Linux Monitoring platform Build-memory

Last Update:2018-03-01 Source: Internet

Author: User

Tags switches cpu usage

Developer on Alibaba Coud: Build your first app with APIs, SDKs, and tutorials on the Alibaba Cloud. Read more ＞

Tag: blank product appears disk io kernel parameter inheritance div build ice

Linux Monitoring platform Build-memory

The previous article says hard disk. Just write it. Something more important. Above the phone is RAM. The machine is memory. Memory is addressed in bytes. Each address of the storage unit can hold 8bit of data, the CPU through the memory address to obtain an instruction and data. Memory Overflow Out-of-memory Killer is responsible for terminating a process that uses too much memory. For detailed details, please see the/var/log/messages file. This is often the case when indexing is established. Administrators can restrict the service from being oom. Preheating of data. When pressure is measured. Automated testing. Grayscale Publishing. Monitoring collection.

Each memory is a process-generated. What exactly is memory. In fact, the process is to have its own virtual address space. The virtual address space corresponds to the memory.

The physical address corresponding to the virtual address is not in physical memory. Generates a page fault, actually assigns a physical address, and updates the Process pages table

If physical memory exists, but is exhausted. The department page is retired to the physical disk according to the memory replacement algorithm.

The virtual address space of a process has several concepts. Such as:

the principle of memory allocation:

From the operating system perspective, the process allocates memory in two ways, with two system invocations: BRK and mmap (regardless of shared memory).

1, less than 128k. BRK is to push the highest address pointer of the data segment (. data) _edata toward the high address;

2, more than 128K. Mmap is to find an idle virtual memory in the virtual address space of the process (in the middle of the heap and stack, called the file map area).

Both of these methods allocate virtual memory and no physical memory is allocated. A page break occurs when the allocated virtual address space is first accessed, and the operating system is responsible for allocating physical memory, and then establishing a mapping between virtual memory and physical memory

1) View Linux virtual address space and physical address

Cat/proc/cpuinfo

64-bit system. is the 2^48 virtual address space is 48, 40 bits is the physical address

2) View the number of process pages broken (the physical address corresponding to the virtual address is not in physical memory.) resulting in a missing pages interrupt)

Ps-o maj_flt,min_flt-p PID View Write Data module.
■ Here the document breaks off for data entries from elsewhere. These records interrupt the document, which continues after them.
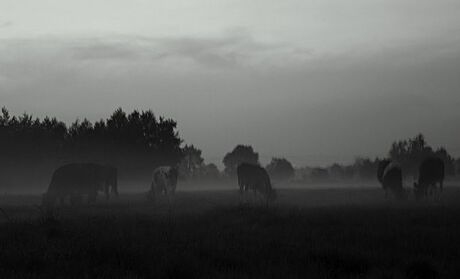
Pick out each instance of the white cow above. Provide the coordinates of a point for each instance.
(164, 181)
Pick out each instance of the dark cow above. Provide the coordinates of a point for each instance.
(253, 177)
(431, 172)
(164, 181)
(77, 179)
(391, 179)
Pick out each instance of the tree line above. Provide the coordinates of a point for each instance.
(136, 142)
(31, 148)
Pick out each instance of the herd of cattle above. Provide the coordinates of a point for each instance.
(430, 179)
(73, 181)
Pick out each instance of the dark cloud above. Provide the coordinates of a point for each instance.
(325, 108)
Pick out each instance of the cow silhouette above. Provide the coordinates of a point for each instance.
(77, 179)
(255, 178)
(431, 172)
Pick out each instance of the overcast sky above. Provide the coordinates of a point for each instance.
(313, 81)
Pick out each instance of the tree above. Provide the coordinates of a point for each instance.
(191, 162)
(240, 154)
(410, 154)
(280, 169)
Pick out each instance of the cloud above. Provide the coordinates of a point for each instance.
(5, 24)
(233, 49)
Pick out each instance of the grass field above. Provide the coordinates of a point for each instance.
(330, 233)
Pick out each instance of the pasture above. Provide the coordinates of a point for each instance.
(314, 233)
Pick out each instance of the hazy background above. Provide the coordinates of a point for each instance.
(313, 81)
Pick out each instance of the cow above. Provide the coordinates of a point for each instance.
(255, 178)
(164, 181)
(431, 172)
(77, 179)
(391, 179)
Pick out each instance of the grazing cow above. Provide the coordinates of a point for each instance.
(391, 179)
(431, 172)
(164, 181)
(75, 180)
(253, 177)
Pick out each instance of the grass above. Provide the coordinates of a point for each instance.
(316, 234)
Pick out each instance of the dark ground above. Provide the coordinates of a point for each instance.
(334, 233)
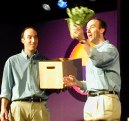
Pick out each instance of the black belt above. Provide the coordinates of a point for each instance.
(32, 99)
(97, 93)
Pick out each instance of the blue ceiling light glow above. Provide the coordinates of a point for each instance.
(62, 4)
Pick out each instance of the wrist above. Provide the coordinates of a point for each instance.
(83, 41)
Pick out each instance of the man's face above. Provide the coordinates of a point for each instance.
(30, 40)
(93, 30)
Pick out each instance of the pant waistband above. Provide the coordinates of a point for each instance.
(97, 93)
(32, 99)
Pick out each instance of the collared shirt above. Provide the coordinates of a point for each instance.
(20, 77)
(103, 68)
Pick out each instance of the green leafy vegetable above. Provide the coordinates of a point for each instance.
(78, 15)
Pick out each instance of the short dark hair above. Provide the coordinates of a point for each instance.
(29, 27)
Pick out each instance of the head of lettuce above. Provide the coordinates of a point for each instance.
(78, 15)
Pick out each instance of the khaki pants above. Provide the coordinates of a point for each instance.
(29, 111)
(103, 107)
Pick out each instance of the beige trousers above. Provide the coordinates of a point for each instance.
(29, 111)
(104, 107)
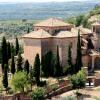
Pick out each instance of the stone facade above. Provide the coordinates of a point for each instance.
(43, 43)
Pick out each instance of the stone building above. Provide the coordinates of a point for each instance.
(53, 32)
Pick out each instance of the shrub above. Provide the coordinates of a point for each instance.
(78, 80)
(38, 94)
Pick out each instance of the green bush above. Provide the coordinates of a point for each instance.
(38, 94)
(78, 80)
(10, 91)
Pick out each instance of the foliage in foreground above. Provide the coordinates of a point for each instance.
(19, 81)
(78, 80)
(38, 94)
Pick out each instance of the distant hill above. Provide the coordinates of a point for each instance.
(38, 11)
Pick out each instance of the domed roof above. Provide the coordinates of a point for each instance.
(38, 34)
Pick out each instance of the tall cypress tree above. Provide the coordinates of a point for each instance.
(58, 68)
(13, 65)
(19, 62)
(70, 64)
(79, 63)
(4, 53)
(37, 69)
(5, 77)
(8, 50)
(26, 66)
(17, 46)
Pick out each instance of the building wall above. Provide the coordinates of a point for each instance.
(53, 30)
(31, 48)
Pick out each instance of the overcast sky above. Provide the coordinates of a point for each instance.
(37, 0)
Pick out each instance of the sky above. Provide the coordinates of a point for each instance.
(37, 0)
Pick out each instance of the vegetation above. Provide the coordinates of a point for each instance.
(13, 70)
(17, 46)
(5, 77)
(95, 11)
(37, 69)
(38, 94)
(58, 68)
(4, 53)
(71, 68)
(78, 80)
(79, 63)
(19, 81)
(26, 66)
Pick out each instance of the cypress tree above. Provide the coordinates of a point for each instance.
(37, 69)
(5, 77)
(70, 64)
(9, 50)
(79, 63)
(4, 53)
(13, 65)
(17, 46)
(19, 62)
(58, 68)
(26, 66)
(13, 50)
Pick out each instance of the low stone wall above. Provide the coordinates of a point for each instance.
(59, 91)
(19, 96)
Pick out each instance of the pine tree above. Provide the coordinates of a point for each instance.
(9, 50)
(17, 46)
(79, 63)
(37, 69)
(4, 53)
(13, 65)
(58, 68)
(26, 66)
(5, 77)
(19, 62)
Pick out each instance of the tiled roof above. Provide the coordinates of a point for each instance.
(64, 34)
(52, 22)
(38, 34)
(83, 31)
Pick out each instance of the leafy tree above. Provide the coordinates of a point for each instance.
(5, 77)
(47, 64)
(78, 80)
(8, 50)
(19, 62)
(37, 69)
(79, 63)
(58, 68)
(26, 66)
(13, 70)
(4, 53)
(19, 81)
(38, 94)
(17, 46)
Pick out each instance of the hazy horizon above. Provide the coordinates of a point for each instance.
(14, 1)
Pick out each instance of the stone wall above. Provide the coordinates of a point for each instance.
(31, 48)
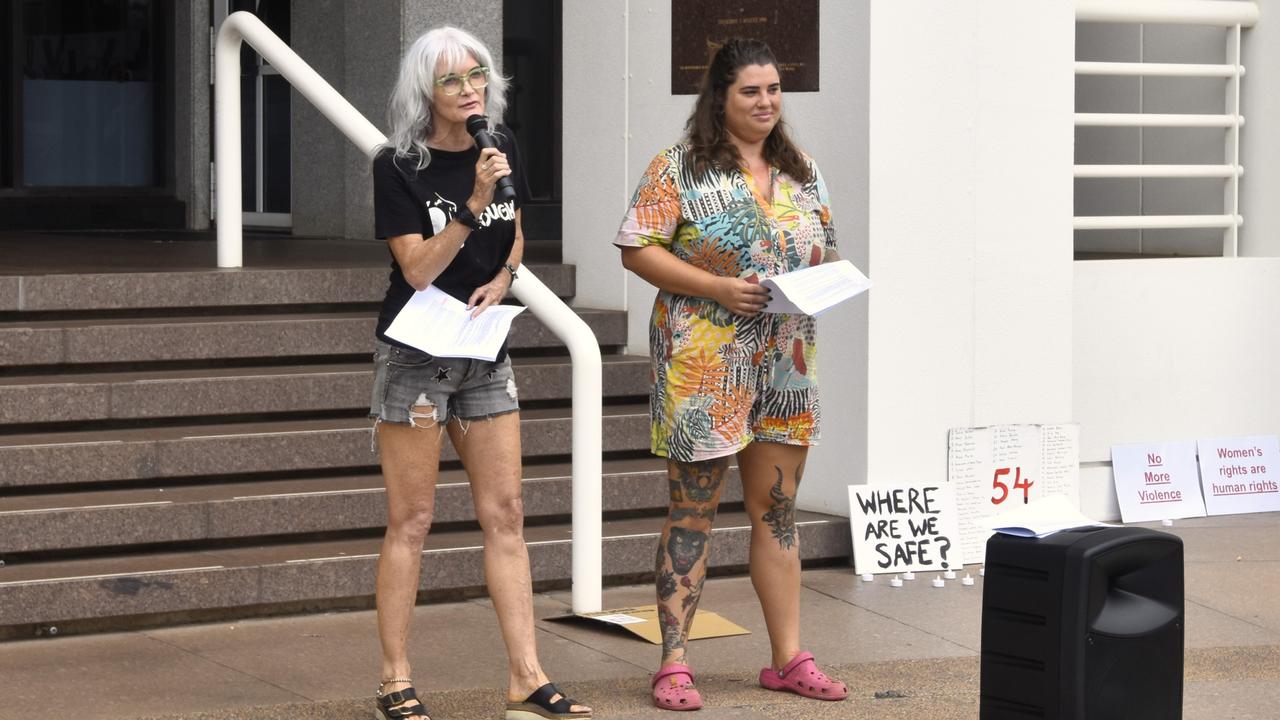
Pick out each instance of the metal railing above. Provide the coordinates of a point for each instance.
(567, 326)
(1230, 14)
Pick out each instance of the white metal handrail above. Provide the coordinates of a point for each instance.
(1159, 171)
(1157, 69)
(1156, 121)
(1232, 14)
(568, 327)
(1155, 222)
(1225, 13)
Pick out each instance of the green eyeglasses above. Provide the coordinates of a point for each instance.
(476, 78)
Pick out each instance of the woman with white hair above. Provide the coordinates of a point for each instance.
(435, 205)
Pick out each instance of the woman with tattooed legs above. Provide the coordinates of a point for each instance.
(735, 203)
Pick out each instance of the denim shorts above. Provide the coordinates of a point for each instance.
(456, 387)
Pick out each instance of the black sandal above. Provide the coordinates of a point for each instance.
(394, 705)
(539, 706)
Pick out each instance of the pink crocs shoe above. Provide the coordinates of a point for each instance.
(801, 677)
(673, 688)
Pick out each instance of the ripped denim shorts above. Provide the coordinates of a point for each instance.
(455, 387)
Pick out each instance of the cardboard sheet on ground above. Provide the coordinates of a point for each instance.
(643, 623)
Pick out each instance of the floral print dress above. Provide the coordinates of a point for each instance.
(720, 379)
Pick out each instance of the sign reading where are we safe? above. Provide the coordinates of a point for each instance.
(899, 528)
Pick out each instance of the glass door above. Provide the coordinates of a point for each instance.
(266, 181)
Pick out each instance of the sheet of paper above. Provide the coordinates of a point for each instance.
(816, 290)
(1042, 518)
(440, 326)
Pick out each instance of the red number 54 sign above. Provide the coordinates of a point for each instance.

Can see a large number of pages interrupted

After a missing pages break, what are the actions performed?

When a process occurs with a missing fault, the process falls into the kernel state and performs the following actions:
1. Check if the virtual address you want to access is legitimate
2. Find/Assign a physical page
3, fill the physical page content (read the disk, or directly set 0, or do nothing)
4. Establish a mapping relationship (virtual address to physical address)
Re-execute the command that occurred with a missing pages interrupt
If the 3rd step, need to read the disk, then this time the fault is Majflt, otherwise it is minflt.

3) The program exits, will the memory be released?

A: The program exits, the memory will be slowly released by the system, the system has a memory cleanup mechanism,
Even if the new program is not released, the program will be released after it is stopped. But the new object is useless, the programmer should be released manually, like C language if not released, long-running will inevitably have insufficient memory. Java programs Although the JVM has a garbage collection mechanism, it is often out of memory if it goes beyond the garbage collection mechanism

4) memory overflow and memory leaks

Memory overflow out of memory, refers to the program in the application of the RAM, there is not enough memory space for its use, there is an out-of-memory; for example, an integer is applied, but a long can be stored to save it.

Memory leak memories leak, refers to the program after the application of memory, can not release the requested memory space, a memory leak damage may be ignored, but the memory leak accumulation of serious consequences, no matter how much memory, sooner or later will be occupied.

Memory leak will eventually result in out of memory!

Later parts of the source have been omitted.